The increasing availability of natural gas from shale deposits in the U.S. is continuing to have a profound effect on many industrial sectors. While prominent shale deposits have received attention in the U.S., there is lower awareness of the distribution of shale across the globe and the enormous petroleum resources they represent. The economic advantage created by shale gas and the benefits to the U.S. economy of shale development are well reported. The impacts of the shale development on the technology used in the chemical industry is not discussed nearly as often. Increasing ethane use favorably impacts ethylene derivatives, but has negative implications for chemical products based on steam cracker co-products. The shifting feedstock slate creates challenges and opportunities for the industry. Less naphtha cracking creates less C3 and higher materials, leading to a shift toward on-purpose production of propylene, butadiene and other chemical intermediates. This Webinar is designed to help attendees better understand how the shale gas boom may play out globally, and what it will mean for the chemical industry in the future.


Viewers Will Learn:

  • How is shale distributed globally?
  • What have we learned about the economics of drilling key shale plays in North America that might inform shale exploration and development elsewhere in the world?
  • What are the areas around that world that represent “shale frontiers”?
  • What are the important considerations for exploration, well planning and development in shale deposits and how do they differ compared to those for conventional petroleum?
  • What are the environmental implications of global shale development?
  • What are the differences in data gathering and technical analyses for conventional versus unconventional petroleum deposits?
  • What products are limited by the shift toward cracking lighter feedstocks?
  • What opportunities are there for on-purpose production of those limited products?

Who Should Attend:

  • Chemical engineers
  • Petrochemical industry professionals
  • Geoscientists
  • Oil & gas industry professionals


Hear from these experts: 


David Burnett
Director of Technology
Texas A&M University, Global Petroleum Research Institute

David Burnett is the Director of Technology for the Global Petroleum Research Institute (GPRI) and is the Research Project Coordinator for the Department of Petroleum Engineering at Texas A&M University. At present he leads two programs and is co-PI on a third. Burnett’s GPRI DesignsTM Desalination Technology is a trademarked technology, developed by Burnett’s team, presently in field trials in the Northeast serving to demonstrate cost-effective technology for the development of the Marcellus Shale. Mr. Burnett also is leading a multi-sponsor joint industry project for GPRI to develop working prototypes of environmentally friendly seismic sounding units for off shore O&G exploration. He serves as the co-director of the RPSEA (Research Partnership to Secure Energy for America) Field Testing of Environmentally Friendly Drilling Systems representing a $6 million joint partnership among university/industry and government organizations. Burnett also serves as the Department of Petroleum Engineering Research Coordinator. During 2010, the Department of Petroleum Engineering, the Number 1 rated PE department in the nation according to US News and World Report, is conducting an estimated $30 million in funded research including Burnett’s industry and government funded projects of approximately $7,000,000. Burnett has numerous publications and has six patents. 


David S. Bem, Ph.D.
R&D Vice President
Advanced Materials
The Dow Chemical Company

David Bem received a B.A. in chemistry from West Virginia University in 1990 and a Ph.D. in inorganic
chemistry from the Massachusetts Institute of Technology in 1995. Dr. Bem began his career at UOP, a
Honeywell Company, focused on the synthesis and applications of zeolites and microporous materials.
 While at UOP, he led the discovery and development of PI-242, a high activity catalyst for butane isomerization. In 2000, he became R&D Director of Torial, a subsidiary of UOP, and developed and commercialized high throughput tools for heterogeneous catalysis.

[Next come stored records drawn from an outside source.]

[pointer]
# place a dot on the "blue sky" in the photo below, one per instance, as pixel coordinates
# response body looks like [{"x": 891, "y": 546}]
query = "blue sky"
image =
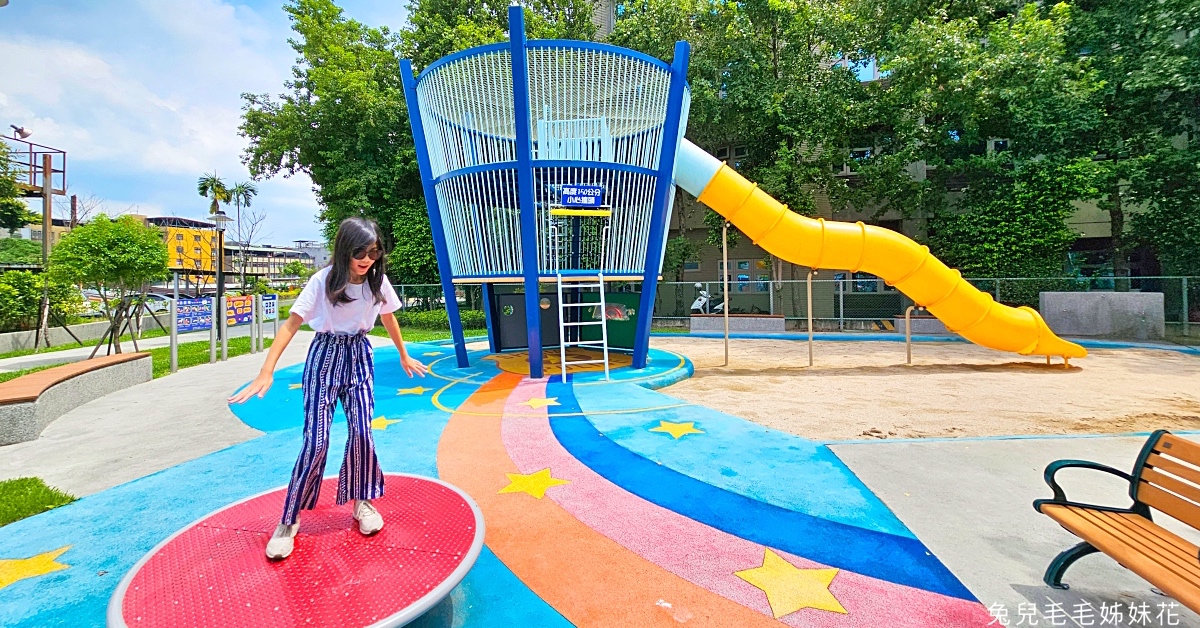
[{"x": 144, "y": 96}]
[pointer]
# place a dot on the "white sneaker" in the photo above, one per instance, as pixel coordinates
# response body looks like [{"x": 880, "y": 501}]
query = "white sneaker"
[
  {"x": 282, "y": 542},
  {"x": 370, "y": 520}
]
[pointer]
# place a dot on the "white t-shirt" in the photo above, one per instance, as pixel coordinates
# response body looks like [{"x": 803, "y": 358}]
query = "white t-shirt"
[{"x": 352, "y": 317}]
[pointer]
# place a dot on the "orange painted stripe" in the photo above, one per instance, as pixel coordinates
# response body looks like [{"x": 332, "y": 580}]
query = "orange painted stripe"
[{"x": 588, "y": 578}]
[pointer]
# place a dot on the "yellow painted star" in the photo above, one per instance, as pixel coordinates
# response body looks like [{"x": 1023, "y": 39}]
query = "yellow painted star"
[
  {"x": 678, "y": 430},
  {"x": 790, "y": 588},
  {"x": 382, "y": 423},
  {"x": 15, "y": 569},
  {"x": 540, "y": 402},
  {"x": 534, "y": 483}
]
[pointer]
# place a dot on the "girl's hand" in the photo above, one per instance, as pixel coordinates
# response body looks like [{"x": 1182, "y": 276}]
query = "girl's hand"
[
  {"x": 258, "y": 387},
  {"x": 412, "y": 365}
]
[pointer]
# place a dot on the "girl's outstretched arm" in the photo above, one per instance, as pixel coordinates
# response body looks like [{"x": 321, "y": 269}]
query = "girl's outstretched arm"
[
  {"x": 411, "y": 364},
  {"x": 267, "y": 375}
]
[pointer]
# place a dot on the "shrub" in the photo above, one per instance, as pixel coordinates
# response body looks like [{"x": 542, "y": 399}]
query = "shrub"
[
  {"x": 21, "y": 299},
  {"x": 438, "y": 318}
]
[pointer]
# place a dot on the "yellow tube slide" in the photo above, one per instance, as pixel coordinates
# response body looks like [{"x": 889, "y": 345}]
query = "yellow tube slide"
[{"x": 900, "y": 262}]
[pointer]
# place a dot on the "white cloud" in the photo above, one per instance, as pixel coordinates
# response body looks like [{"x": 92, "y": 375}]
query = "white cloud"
[{"x": 148, "y": 97}]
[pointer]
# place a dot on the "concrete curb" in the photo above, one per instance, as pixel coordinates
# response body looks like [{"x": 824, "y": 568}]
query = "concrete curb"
[{"x": 25, "y": 420}]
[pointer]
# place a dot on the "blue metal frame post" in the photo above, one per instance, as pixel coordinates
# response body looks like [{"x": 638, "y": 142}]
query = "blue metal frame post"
[
  {"x": 661, "y": 203},
  {"x": 431, "y": 205},
  {"x": 525, "y": 186},
  {"x": 493, "y": 344}
]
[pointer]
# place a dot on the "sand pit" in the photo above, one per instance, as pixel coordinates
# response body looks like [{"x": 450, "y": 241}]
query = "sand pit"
[{"x": 864, "y": 389}]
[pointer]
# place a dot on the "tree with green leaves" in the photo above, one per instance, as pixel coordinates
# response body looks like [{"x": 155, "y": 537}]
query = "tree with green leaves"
[
  {"x": 118, "y": 258},
  {"x": 21, "y": 299},
  {"x": 1145, "y": 138},
  {"x": 243, "y": 195},
  {"x": 343, "y": 124},
  {"x": 213, "y": 187}
]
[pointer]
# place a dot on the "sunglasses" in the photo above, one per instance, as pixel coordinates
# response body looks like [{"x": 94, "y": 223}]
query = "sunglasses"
[{"x": 363, "y": 253}]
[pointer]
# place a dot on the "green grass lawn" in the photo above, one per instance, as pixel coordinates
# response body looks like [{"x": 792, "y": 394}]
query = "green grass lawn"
[
  {"x": 27, "y": 497},
  {"x": 72, "y": 345},
  {"x": 195, "y": 353}
]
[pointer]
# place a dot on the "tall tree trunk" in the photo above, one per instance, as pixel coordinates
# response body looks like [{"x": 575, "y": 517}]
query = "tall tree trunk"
[{"x": 1120, "y": 252}]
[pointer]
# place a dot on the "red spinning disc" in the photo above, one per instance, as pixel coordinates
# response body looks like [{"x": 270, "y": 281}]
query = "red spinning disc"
[{"x": 216, "y": 573}]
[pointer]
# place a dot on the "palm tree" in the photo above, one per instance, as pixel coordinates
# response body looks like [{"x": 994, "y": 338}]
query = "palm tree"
[
  {"x": 243, "y": 195},
  {"x": 211, "y": 186}
]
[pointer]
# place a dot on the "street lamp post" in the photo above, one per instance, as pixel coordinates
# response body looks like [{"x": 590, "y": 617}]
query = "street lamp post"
[{"x": 220, "y": 219}]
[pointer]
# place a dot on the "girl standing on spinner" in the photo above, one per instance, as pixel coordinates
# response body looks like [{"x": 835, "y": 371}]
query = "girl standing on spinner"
[{"x": 341, "y": 303}]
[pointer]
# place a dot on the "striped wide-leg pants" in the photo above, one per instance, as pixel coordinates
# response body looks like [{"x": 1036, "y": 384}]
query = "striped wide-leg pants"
[{"x": 340, "y": 368}]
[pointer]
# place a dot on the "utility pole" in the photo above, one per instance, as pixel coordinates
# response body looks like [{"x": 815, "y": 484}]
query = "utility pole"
[{"x": 47, "y": 213}]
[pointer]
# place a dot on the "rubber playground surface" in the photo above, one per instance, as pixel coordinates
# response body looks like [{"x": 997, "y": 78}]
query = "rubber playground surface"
[{"x": 606, "y": 503}]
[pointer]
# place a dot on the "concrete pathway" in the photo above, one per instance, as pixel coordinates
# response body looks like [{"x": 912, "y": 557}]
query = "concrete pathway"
[
  {"x": 144, "y": 429},
  {"x": 970, "y": 501}
]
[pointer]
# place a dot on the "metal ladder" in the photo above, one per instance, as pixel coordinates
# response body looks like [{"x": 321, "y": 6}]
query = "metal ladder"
[
  {"x": 563, "y": 306},
  {"x": 563, "y": 324}
]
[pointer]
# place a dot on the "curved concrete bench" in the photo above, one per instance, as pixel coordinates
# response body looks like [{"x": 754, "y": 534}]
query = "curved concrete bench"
[{"x": 30, "y": 402}]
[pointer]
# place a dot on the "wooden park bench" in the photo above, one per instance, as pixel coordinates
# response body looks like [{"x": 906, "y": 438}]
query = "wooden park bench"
[
  {"x": 1165, "y": 478},
  {"x": 33, "y": 401}
]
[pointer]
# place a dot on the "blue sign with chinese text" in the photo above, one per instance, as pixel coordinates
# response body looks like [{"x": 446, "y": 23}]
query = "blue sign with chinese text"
[
  {"x": 582, "y": 196},
  {"x": 193, "y": 315}
]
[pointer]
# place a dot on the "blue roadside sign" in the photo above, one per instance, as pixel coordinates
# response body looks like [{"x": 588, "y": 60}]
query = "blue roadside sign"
[{"x": 193, "y": 315}]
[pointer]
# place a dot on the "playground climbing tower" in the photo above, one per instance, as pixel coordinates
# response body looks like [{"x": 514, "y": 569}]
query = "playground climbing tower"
[{"x": 521, "y": 147}]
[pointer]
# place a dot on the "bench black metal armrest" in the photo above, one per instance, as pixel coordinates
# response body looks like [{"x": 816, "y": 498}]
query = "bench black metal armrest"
[{"x": 1060, "y": 496}]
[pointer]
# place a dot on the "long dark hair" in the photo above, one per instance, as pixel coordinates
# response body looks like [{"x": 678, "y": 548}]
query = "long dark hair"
[{"x": 354, "y": 235}]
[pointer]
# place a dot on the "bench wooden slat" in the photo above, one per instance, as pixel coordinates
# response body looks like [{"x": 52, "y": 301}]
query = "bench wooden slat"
[
  {"x": 1179, "y": 560},
  {"x": 1161, "y": 532},
  {"x": 28, "y": 388},
  {"x": 1183, "y": 588},
  {"x": 1151, "y": 492},
  {"x": 1181, "y": 448},
  {"x": 1174, "y": 467}
]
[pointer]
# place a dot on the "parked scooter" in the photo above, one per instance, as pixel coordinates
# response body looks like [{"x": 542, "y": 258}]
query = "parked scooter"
[{"x": 703, "y": 303}]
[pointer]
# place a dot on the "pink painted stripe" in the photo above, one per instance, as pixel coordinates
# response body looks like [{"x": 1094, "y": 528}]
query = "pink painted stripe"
[{"x": 703, "y": 555}]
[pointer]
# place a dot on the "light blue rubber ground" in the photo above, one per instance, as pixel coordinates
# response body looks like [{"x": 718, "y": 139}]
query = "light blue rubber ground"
[
  {"x": 867, "y": 336},
  {"x": 108, "y": 532}
]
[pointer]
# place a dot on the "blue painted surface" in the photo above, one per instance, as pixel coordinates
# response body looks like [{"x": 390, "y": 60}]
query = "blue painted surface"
[
  {"x": 741, "y": 456},
  {"x": 894, "y": 558},
  {"x": 841, "y": 336},
  {"x": 528, "y": 214},
  {"x": 112, "y": 530},
  {"x": 664, "y": 195}
]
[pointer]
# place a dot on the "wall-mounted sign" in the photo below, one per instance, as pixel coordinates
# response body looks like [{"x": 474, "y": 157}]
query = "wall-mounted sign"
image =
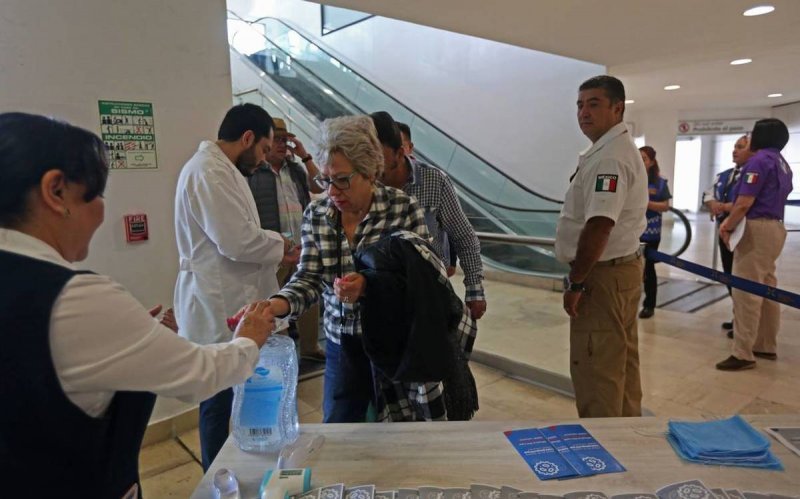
[
  {"x": 715, "y": 127},
  {"x": 128, "y": 130},
  {"x": 136, "y": 228}
]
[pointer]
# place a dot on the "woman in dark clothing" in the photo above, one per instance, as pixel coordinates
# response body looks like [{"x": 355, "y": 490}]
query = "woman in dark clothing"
[{"x": 659, "y": 203}]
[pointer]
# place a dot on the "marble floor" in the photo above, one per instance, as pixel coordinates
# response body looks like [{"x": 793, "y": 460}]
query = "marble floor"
[{"x": 527, "y": 325}]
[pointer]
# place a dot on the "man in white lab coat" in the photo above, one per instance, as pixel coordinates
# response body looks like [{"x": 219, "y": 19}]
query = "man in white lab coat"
[{"x": 226, "y": 259}]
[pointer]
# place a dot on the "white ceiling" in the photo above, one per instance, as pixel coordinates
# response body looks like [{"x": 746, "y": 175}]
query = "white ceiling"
[{"x": 646, "y": 43}]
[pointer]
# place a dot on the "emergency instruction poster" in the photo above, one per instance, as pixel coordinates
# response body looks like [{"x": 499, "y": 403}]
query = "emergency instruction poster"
[{"x": 128, "y": 130}]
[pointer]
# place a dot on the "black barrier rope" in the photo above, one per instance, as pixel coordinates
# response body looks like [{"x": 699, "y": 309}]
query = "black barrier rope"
[{"x": 752, "y": 287}]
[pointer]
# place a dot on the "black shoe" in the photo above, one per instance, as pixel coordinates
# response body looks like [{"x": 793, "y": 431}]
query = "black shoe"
[
  {"x": 734, "y": 364},
  {"x": 766, "y": 355}
]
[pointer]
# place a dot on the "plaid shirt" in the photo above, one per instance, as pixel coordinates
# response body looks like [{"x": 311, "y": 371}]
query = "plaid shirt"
[
  {"x": 444, "y": 215},
  {"x": 391, "y": 210}
]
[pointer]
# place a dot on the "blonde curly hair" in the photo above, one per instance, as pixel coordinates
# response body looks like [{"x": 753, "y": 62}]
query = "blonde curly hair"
[{"x": 356, "y": 139}]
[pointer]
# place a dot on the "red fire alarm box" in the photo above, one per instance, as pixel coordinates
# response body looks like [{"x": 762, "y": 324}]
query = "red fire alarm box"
[{"x": 136, "y": 228}]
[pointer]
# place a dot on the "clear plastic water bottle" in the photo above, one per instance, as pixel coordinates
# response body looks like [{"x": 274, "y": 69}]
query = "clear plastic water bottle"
[{"x": 265, "y": 406}]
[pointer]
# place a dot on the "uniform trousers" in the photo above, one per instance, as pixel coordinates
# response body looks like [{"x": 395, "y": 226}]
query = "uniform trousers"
[
  {"x": 604, "y": 342},
  {"x": 308, "y": 323},
  {"x": 757, "y": 320}
]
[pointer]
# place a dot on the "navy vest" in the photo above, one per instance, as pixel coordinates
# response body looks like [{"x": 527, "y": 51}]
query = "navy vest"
[
  {"x": 48, "y": 446},
  {"x": 657, "y": 192}
]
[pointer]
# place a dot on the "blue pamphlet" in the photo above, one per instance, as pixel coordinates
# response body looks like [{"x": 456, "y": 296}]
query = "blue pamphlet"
[
  {"x": 585, "y": 454},
  {"x": 563, "y": 451},
  {"x": 542, "y": 457}
]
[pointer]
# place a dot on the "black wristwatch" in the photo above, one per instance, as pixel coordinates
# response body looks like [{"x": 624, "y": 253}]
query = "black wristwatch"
[{"x": 573, "y": 287}]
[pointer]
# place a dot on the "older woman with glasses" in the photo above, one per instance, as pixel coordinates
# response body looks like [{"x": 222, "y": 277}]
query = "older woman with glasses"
[{"x": 356, "y": 214}]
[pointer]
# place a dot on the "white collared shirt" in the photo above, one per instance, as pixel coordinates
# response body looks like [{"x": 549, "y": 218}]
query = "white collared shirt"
[
  {"x": 611, "y": 182},
  {"x": 102, "y": 340}
]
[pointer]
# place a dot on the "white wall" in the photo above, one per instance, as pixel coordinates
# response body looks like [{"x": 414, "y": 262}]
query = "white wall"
[
  {"x": 790, "y": 114},
  {"x": 513, "y": 106},
  {"x": 60, "y": 58},
  {"x": 660, "y": 130}
]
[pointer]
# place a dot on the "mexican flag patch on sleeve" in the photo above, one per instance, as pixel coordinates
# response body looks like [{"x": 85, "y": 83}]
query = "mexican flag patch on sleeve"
[{"x": 606, "y": 183}]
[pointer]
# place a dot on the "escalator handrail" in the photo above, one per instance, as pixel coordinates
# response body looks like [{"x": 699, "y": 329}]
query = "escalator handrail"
[
  {"x": 427, "y": 122},
  {"x": 493, "y": 237}
]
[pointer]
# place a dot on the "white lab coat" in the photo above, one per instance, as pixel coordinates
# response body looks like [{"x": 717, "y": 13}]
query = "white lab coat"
[{"x": 226, "y": 259}]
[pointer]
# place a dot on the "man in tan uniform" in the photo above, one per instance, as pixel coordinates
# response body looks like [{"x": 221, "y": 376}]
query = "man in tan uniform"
[{"x": 598, "y": 235}]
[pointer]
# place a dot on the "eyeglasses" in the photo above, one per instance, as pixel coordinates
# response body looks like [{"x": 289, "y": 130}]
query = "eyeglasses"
[{"x": 342, "y": 182}]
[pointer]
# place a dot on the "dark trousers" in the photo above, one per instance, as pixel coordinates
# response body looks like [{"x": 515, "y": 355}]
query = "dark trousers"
[
  {"x": 215, "y": 417},
  {"x": 348, "y": 387},
  {"x": 726, "y": 256},
  {"x": 650, "y": 277}
]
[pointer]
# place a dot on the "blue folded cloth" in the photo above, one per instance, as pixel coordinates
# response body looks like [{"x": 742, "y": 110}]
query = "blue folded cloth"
[{"x": 727, "y": 442}]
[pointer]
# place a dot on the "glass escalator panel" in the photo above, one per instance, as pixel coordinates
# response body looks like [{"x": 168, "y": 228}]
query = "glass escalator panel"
[{"x": 326, "y": 88}]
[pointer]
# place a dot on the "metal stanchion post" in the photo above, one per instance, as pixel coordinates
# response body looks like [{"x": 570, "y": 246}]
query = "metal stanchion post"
[{"x": 714, "y": 257}]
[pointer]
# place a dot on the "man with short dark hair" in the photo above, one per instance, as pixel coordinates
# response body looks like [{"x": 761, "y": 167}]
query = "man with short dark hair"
[
  {"x": 598, "y": 235},
  {"x": 226, "y": 259},
  {"x": 719, "y": 200},
  {"x": 281, "y": 188},
  {"x": 444, "y": 217},
  {"x": 405, "y": 136}
]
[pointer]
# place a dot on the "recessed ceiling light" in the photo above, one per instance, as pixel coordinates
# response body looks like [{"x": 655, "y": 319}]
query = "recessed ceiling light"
[{"x": 758, "y": 10}]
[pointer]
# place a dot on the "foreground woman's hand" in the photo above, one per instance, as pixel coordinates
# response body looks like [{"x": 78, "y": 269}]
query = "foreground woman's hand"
[
  {"x": 168, "y": 319},
  {"x": 257, "y": 323}
]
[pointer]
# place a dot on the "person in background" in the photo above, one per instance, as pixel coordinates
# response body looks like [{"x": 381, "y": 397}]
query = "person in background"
[
  {"x": 408, "y": 149},
  {"x": 405, "y": 136},
  {"x": 282, "y": 190},
  {"x": 446, "y": 220},
  {"x": 82, "y": 360},
  {"x": 226, "y": 259},
  {"x": 759, "y": 202},
  {"x": 598, "y": 236},
  {"x": 658, "y": 191},
  {"x": 719, "y": 201}
]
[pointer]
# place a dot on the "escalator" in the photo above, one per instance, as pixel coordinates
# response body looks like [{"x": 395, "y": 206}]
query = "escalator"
[{"x": 300, "y": 78}]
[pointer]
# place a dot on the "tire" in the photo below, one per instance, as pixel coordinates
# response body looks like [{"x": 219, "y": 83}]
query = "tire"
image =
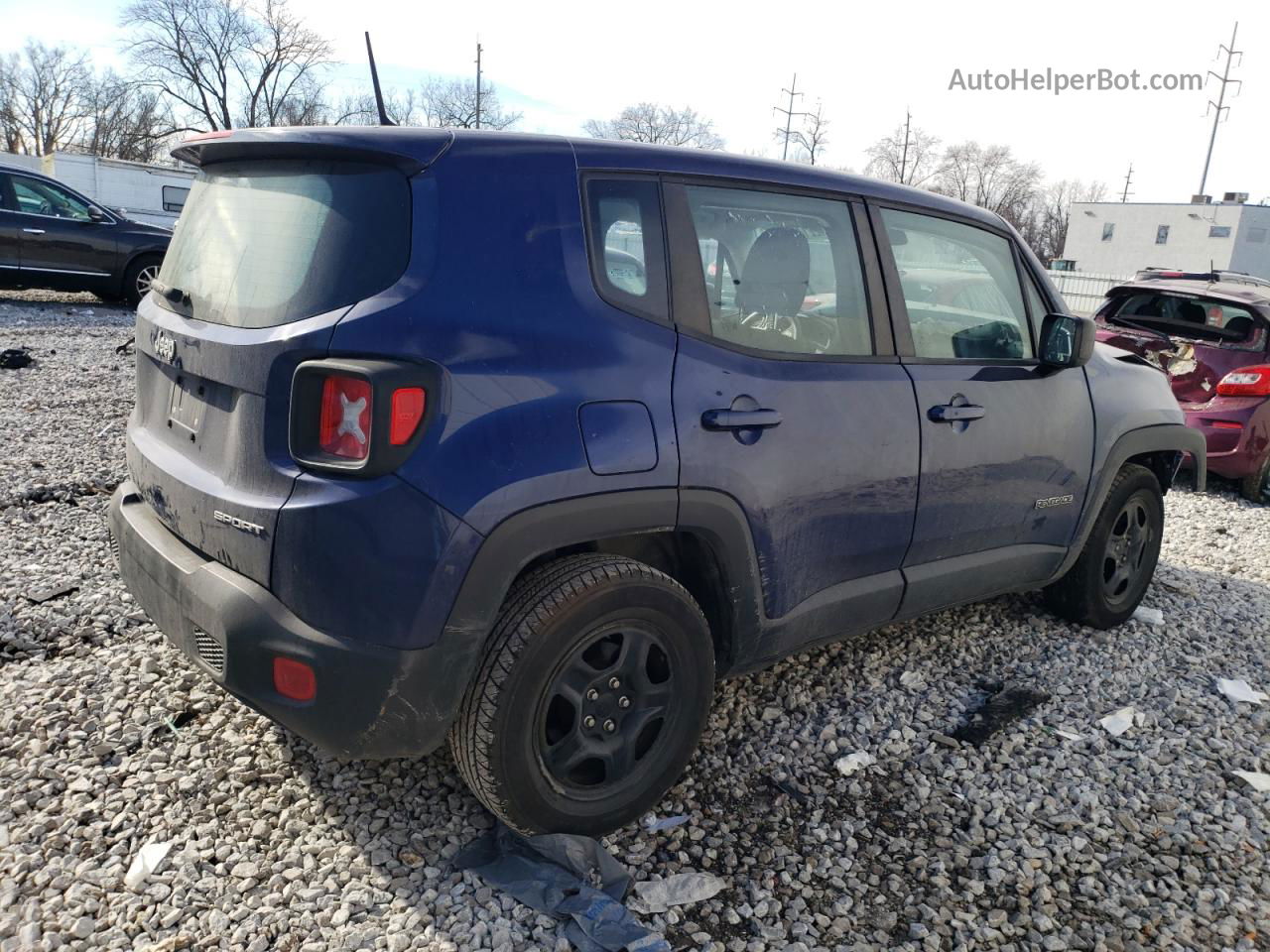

In 2002, Dr. Bem joined Celanese Corporation as R&D Director for acetyls, oxygenates, and acetone derivatives where he was responsible for advancements in AO+™ (acetic acid technology) and Vantage Plus™ (vinyl acetate technology). In 2005, he became a member of the Celanese Corporate Executive Committee and R&D Director for Engineering Polymers/Ticona.

Dr. Bem joined Dow in 2007 and has held leadership positions in R&D Hydrocarbons & Energy, Alternative Feedstocks and Basic Chemicals; in 2008 he became the R&D director of Dow Automotive. He assumed his current role in November 2010 as leader of the Core R&D organization and the Corporate Innovation Fund, which allows for early stage exploration of disruptive technologies and the development of new businesses.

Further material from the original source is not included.